O Natalie dear Natalie i don't think politics is for you:crying::wink2:


----------



## Landyman (Apr 3, 2010)

She came over very well for quite a while, competent and well able to deal with most interviews.
Now, with the election getting closer and serious questions being asked, she just can't cope with the pressure.
It is all too simple to make all sorts of promises to grab votes but when an interviewer delves into the detail the promises start to look a bit daft.

Richard.


----------



## 4maddogs (May 4, 2010)

It was poor. Inexperience I expect. Ed Moribund forgot a whole section without the pressure of being interviewed and David Cameron forgot his child and left her on her own at a pub!


----------



## dhutchy (Feb 7, 2010)

Inexperience could in a way be forgiven for her poor performances but like all other academic politicians they should all have more experience before they go in to politics.The thing that bothers me is the fact that she just comes up with policies that she doesn't even seem to be able to recall how they worked out the cost of.I see the £72 a week to every person is back on the books again 
, nobody can even fathom where this money will come from nor can she.Her answer is we will tell you nearer the timenot good enough imo.


----------



## dghr272 (Jun 14, 2012)

4maddogs said:


> It was poor. Inexperience I expect. Ed Moribund forgot a whole section without the pressure of being interviewed and David Cameron forgot his child and left her on her own at a pub!
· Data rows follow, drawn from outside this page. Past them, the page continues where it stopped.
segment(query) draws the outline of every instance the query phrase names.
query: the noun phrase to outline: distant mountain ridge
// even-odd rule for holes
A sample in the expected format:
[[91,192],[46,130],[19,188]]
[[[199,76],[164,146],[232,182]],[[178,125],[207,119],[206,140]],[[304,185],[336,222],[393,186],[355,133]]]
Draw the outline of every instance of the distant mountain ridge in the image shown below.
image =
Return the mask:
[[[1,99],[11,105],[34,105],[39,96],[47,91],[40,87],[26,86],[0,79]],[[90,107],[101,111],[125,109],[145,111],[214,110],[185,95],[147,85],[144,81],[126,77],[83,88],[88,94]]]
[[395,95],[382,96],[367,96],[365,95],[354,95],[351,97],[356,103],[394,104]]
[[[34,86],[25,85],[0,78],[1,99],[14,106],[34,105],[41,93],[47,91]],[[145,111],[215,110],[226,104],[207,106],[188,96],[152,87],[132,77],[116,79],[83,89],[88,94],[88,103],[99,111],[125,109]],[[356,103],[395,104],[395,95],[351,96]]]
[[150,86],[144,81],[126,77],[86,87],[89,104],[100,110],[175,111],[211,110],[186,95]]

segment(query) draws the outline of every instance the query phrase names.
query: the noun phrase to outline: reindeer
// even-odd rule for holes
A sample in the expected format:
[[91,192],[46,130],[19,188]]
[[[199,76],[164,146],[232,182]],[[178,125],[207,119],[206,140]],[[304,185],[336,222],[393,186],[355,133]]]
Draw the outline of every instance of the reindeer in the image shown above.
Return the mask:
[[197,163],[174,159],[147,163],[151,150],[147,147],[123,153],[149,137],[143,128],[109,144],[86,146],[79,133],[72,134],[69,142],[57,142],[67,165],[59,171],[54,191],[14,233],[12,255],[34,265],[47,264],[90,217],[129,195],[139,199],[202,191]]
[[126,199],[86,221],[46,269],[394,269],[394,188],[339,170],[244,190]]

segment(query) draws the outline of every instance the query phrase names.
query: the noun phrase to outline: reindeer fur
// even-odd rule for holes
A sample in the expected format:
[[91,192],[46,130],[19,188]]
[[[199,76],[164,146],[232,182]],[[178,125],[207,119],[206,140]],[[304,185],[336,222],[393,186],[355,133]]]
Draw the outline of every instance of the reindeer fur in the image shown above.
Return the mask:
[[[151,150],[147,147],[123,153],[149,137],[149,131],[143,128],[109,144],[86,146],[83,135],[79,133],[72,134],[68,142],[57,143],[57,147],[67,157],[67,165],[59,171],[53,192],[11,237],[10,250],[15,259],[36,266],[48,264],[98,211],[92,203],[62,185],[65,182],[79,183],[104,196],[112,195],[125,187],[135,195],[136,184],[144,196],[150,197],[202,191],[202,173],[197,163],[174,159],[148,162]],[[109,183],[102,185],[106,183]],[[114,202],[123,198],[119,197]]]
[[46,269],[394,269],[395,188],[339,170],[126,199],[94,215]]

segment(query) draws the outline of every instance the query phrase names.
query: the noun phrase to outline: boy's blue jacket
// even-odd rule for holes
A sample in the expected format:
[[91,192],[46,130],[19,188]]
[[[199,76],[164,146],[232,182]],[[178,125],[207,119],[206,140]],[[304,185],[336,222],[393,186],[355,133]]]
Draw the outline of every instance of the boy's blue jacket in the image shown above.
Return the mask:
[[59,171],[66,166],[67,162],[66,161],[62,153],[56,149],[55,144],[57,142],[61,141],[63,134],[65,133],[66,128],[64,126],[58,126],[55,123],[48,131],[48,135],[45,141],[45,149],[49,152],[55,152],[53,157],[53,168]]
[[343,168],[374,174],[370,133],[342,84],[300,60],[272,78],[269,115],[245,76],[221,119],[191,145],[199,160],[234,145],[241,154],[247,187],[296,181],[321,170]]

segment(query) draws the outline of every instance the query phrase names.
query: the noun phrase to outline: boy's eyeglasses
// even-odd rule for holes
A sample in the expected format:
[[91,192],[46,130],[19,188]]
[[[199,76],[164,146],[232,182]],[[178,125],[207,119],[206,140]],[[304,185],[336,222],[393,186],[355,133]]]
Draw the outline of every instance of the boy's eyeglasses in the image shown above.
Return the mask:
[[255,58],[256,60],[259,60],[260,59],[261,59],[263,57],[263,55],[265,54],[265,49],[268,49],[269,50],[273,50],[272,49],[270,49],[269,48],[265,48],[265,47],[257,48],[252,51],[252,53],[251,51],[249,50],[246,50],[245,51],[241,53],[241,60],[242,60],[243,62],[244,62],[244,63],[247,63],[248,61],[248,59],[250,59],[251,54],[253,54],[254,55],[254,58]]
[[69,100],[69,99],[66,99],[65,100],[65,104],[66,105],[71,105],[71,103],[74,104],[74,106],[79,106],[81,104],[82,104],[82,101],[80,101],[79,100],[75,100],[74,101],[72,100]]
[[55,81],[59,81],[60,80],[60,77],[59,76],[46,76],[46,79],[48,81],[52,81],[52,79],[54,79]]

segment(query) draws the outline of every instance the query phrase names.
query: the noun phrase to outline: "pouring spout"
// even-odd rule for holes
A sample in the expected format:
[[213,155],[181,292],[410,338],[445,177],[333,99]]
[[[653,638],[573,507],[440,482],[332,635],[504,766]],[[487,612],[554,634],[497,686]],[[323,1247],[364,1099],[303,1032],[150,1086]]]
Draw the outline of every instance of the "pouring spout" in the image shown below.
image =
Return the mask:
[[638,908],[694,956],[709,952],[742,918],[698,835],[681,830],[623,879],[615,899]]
Definitely inexperience, she must learn from the seasoned politicians...

When asked a question that you either, don't know the answer or don't want to answer.... You give a totally unrelated answer that's discredits another political party. >>>>

Terry


----------



## bognormike (May 10, 2005)

dhutchy said:


> , nobody can even fathom where this money will come from nor can she.Her answer is we will tell you nearer the timenot good enough imo.


a bit like UKIP's policies then? :wink2:


----------



## rowley (May 14, 2005)

bognormike said:


> a bit like UKIP's policies then? :wink2:


Or Millipedes.


----------